Solar forecasting can be further categorized according to additional techniques that are specialized for solar forecasting. The first technique is to use satellite images. Since the cloud index was first determined from satellite images in the 1980s [
12], satellite images have been used to design the global and direct irradiance model, cloud index model, and the conversion model between global and direct irradiance [
13]. These models were used to forecast the short-term solar irradiance forecasting in [
14] where the satellite-derived cloud motion model and hourly GHI were used. It was shown that the satellite-image derived model can improve the forecasting performance up to four hours ahead. However, according to [
15], the forecasted cloud index from satellite images is not accurate after five hours, so it is difficult to use in day-ahead forecasting. Therefore, in our application, the cloud cover in percent, which is forecasted from the NWP model, is represented as a cloud index.
Input data classification is a second technique that has been used to improve forecasting performance. For example, input data were classified into nine cases based on the DHI and GHI using the maximum-likelihood method with Gaussian distributions [
16]. It was shown that the DHI has a higher performance than the GHI as a classification factor. Day-ahead sky conditions were also classified by a self-organized map (SOM) with respect to the cloud index, and solar irradiance into cloudy, sunny, and rainy conditions [
17]. In this study, the radial basis NN was used to forecast the hourly solar power for the next day. It was concluded from both cases that input data classification improves the forecast accuracy.

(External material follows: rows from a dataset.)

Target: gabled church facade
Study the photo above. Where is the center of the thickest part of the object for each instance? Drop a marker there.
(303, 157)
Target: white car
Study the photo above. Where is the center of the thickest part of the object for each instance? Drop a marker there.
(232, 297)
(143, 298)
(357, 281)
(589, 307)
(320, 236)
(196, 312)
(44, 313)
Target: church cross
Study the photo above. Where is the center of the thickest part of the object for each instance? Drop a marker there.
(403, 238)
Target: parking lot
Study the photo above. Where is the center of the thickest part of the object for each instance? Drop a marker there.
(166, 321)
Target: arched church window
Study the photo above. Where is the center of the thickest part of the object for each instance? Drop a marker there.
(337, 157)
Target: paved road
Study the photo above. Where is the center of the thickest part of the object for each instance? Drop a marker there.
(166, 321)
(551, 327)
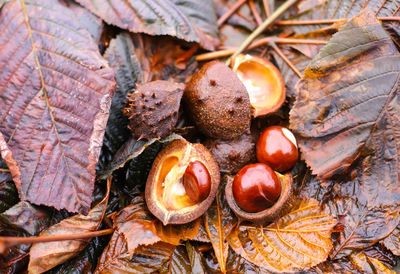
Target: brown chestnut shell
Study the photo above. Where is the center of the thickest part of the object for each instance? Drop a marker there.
(217, 102)
(234, 154)
(263, 82)
(179, 150)
(281, 206)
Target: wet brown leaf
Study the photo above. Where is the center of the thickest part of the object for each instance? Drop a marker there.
(363, 227)
(55, 92)
(147, 259)
(44, 256)
(140, 227)
(190, 20)
(297, 241)
(392, 242)
(219, 221)
(348, 106)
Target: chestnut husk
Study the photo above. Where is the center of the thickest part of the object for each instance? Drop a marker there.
(186, 214)
(217, 102)
(281, 206)
(233, 154)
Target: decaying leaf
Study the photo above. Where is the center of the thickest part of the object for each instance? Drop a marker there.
(363, 227)
(297, 241)
(392, 242)
(178, 262)
(139, 227)
(218, 222)
(146, 259)
(8, 195)
(190, 20)
(55, 92)
(347, 106)
(44, 256)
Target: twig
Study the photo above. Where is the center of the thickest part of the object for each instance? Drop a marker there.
(254, 10)
(266, 8)
(258, 43)
(396, 11)
(326, 21)
(262, 27)
(287, 61)
(6, 242)
(231, 11)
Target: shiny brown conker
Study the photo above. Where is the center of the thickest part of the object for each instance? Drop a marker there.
(277, 148)
(256, 188)
(197, 181)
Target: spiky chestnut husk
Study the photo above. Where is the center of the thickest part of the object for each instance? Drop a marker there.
(217, 102)
(232, 155)
(153, 109)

Hybrid forecasting models that use multiple forecasting models have also been used in solar forecasting. The NN was combined with the wavelet model [
18]. Cao and Lin developed the diagonal recurrent wavelet neural network (DRWNN), which is a full recurrent NN of wavelet transfer functions without connections among hidden neurons. It was shown that the DRWNN outperforms other NN-based forecasting models. Furthermore, some hybrid models represent input training data as the sum of two variables. For example, in [
19], the NN and Autoregressive Moving Average (ARMA) models were combined to forecast hourly solar irradiation. They trained the ARMA with input training data, and then they trained the time delayed NN with residuals that are the difference between the input training data and the outputs from the ARMA. They showed that the hybrid model outperforms individual forecasting machines. However, in these hybrid models, the performance of target data segregation should be checked.

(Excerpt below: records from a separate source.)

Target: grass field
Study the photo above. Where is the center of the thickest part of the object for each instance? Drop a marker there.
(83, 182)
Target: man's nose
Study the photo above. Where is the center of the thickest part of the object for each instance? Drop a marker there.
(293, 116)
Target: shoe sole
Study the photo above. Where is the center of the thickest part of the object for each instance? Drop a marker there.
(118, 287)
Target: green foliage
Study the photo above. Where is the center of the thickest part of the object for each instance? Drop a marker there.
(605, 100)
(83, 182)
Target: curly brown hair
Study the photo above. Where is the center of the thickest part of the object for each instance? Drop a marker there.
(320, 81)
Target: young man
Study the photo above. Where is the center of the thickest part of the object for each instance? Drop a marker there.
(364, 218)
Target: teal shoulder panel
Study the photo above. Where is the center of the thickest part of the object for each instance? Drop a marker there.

Additionally, many different types of data affect the solar irradiance and can possibly be considered in solar irradiance forecasting. First, water vapor affects solar irradiance [
20] and should be considered in solar forecasting. Second, aerosol information is important in solar irradiance forecasting since the DNI loses energy when it passes through aerosol. Forecasting aerosol compensates for the lost DNI and DHI [
21]. Third, the infrared data is important. According to [
22], dual band solar illuminance of a shortwave spectrum—the Ultraviolet (UV) band (0.29–0.7 nm) and the near infrared band (0.7–4.0 nm)—is important to model the solar irradiance on clear days. Therefore, in this study water vapor, aerosol, and dual-band irradiance data are used to forecast the solar irradiation.